Impact on the crypto market

The cryptocurrency market reached its peak in November 2022, hitting a high of US$ 2.9 trillion, but it subsequently decreased to nearly US$ 0.8 billion in 2023 until the banking crisis hit the United States. This crisis helped the crypto market regain some of its losses, bringing it up to US$ 1.1 billion.

Chart shows the decline of the total cryptocurrency market cap in 2022.

Despite liquidity risks, the crypto market has benefited from the recent banking sector crisis in the US Bitcoin has surged 40 percent to about US$ 27,700 since the Silicon Valley crisis erupted on March 10, 2023.

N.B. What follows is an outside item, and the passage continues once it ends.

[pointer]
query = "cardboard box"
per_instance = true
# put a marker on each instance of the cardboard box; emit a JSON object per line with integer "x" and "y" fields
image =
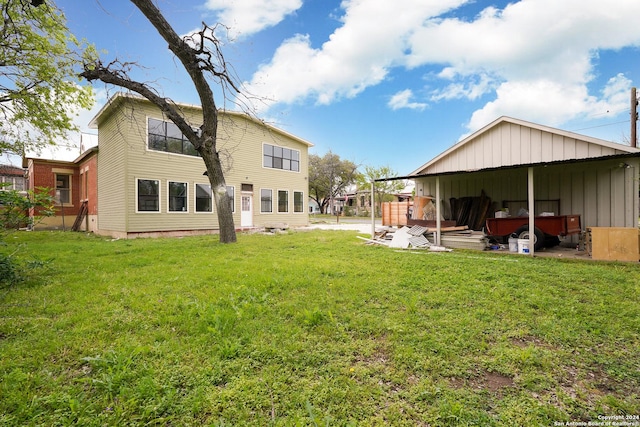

The Commodity Futures Trading Commission (CFTC) oversees commodity and derivatives markets, including Bitcoin. Companies such as brokers facilitating trading for U.S. clients of these products must register with them.

The lawsuit notes that Binance, which had a trading volume of US$ 34 trillion in 2021, did not require customers to provide information to verify their identity before trading. It also “failed to implement basic compliance procedures designed to prevent and detect terrorist financing and money laundering,” according to the agency.

A Reuters report suggest that the Binance platform has processed at least US$ 10 billion in payments for criminals and companies seeking to evade U.S. sanctions.

In response to the accusations of securities violations brought by the U.S. Securities and Exchange Commission against Binance, cryptocurrency prices fell. However, crypto-traders are awaiting the results of the investigation to determine their investments.

The cryptocurrency market reached its peak in November 2022, hitting a high of US$ 2.9 trillion. (AFP)

On the other hand, a spokesman from Binance stated that the SEC’s allegations regarding wash trading are entirely unfounded and based on a fundamental misunderstanding of the facts and a misapplication of the relevant law. He also explained that Binance viewed the trading as “entirely legitimate interactions” involving independent strategies. The spokesperson added that the size of the trading activity did not necessarily impact the overall trading volume, according to the Wall Street Journal.

Allegations of engaging in wash trading are not new. Coinbase, a major cryptocurrency exchange in the United States, faced similar legal issues from the CFTC.

The financial markets regulator alleged that the trading platform had engaged in wash trading for over six weeks in 2016. The disagreement was eventually resolved in 2021, with the CFTC issuing an order for Coinbase to pay fines of US$ 6.5 million.

In the long term, such investigations are a healthy development for the crypto ecosystem. They weed out bad actors and redirect capital from cryptocurrencies with high regulatory risks to Bitcoin.

However, some market experts have expressed concern that the commission’s allegations could derail the platform, and the lawsuit is likely to have far-reaching effects on the cryptocurrency industry. Many agree that there must be a global strategy to govern crypto exchanges.